# Owe IRS prior to moving to the UK



## ktorres926 (Mar 15, 2015)

Hello All - 

I currently owe under $3,000 to the IRS and have been setup on a payment plan to pay it back in increments. My husband and I are applying for our spouse visa next month. I plan on making my payments once moved to the UK. Just wanted anyone else's experience with doing this if anyone has? Thanks!


----------



## ktorres926 (Mar 15, 2015)

Can anyone help?


----------



## BBCWatcher (Dec 28, 2012)

What help are you seeking? What you describe is perfectly fine. Continue complying with your U.S. tax and financial reporting obligations, and enjoy your time in the U.K.


----------



## Bevdeforges (Nov 16, 2007)

The only "small" caveat I might give you is to figure out how you're going to make the payments from the UK on your plan. The IRS only accepts US dollar checks drawn on a US bank.

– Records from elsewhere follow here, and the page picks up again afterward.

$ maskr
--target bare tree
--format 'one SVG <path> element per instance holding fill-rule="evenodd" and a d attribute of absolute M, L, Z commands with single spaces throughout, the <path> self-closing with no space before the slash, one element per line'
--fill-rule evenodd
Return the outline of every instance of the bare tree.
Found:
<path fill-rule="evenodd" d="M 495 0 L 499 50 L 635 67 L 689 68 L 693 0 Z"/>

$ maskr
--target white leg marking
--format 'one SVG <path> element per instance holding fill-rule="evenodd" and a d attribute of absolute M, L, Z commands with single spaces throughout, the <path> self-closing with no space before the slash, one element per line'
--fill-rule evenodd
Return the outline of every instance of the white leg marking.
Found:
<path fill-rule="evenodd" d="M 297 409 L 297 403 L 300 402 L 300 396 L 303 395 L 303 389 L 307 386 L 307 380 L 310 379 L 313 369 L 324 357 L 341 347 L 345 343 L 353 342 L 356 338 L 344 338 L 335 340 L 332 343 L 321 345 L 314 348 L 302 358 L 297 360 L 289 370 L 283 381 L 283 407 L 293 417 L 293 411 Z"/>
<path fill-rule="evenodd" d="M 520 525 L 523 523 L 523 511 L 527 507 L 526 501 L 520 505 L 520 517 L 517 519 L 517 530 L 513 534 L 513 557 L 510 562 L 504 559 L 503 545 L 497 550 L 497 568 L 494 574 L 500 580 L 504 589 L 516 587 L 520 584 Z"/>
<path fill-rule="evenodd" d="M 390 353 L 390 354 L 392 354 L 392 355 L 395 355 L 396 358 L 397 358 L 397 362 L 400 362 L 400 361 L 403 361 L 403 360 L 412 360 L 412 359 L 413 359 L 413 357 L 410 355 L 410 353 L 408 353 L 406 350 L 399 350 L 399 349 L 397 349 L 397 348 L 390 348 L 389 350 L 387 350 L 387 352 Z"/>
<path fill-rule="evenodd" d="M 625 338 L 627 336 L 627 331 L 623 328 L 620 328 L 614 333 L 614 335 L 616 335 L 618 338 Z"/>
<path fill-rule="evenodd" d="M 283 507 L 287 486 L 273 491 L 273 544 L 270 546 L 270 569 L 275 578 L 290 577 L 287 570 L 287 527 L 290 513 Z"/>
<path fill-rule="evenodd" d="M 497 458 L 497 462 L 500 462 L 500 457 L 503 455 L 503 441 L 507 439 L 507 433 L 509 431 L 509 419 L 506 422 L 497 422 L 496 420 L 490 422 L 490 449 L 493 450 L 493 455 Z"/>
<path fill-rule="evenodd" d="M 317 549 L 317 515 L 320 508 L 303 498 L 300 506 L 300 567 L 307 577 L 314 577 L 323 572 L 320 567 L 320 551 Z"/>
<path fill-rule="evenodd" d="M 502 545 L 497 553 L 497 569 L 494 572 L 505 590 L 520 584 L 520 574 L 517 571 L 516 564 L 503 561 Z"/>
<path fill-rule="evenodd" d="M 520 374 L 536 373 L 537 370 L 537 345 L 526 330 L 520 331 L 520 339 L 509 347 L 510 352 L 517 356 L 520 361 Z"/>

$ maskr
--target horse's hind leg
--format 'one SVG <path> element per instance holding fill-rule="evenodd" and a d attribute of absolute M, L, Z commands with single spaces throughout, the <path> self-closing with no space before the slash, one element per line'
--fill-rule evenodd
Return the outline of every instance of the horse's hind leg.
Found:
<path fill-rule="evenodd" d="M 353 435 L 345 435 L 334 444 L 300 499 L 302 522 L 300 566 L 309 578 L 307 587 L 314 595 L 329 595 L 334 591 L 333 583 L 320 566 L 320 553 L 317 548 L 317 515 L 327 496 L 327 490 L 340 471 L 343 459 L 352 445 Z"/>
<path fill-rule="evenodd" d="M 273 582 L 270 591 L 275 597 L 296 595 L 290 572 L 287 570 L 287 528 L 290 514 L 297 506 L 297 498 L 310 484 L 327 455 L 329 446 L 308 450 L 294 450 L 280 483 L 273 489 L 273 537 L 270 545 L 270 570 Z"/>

So probably best to leave an account open in the US to use for that purpose. (Just change your address on the account - preferably after you've moved.)

If you don't want to go that route, take a look at the IRS page on making payments from overseas: Foreign Electronic Payments

The option to pay with a credit card involves the use of commercial intermediaries and may involve additional charges.

Falls into the category of "know before you go."
Cheers,
Bev


----------



## ktorres926 (Mar 15, 2015)

Thanks so much for the advice! I was wondering about that. The biggest thing I was worried about was getting denied for the spouse visa because of owing the IRS. I am going to be paying a huge chunk of that off prior to moving. But will most likely keep my US account open for the time being.


----------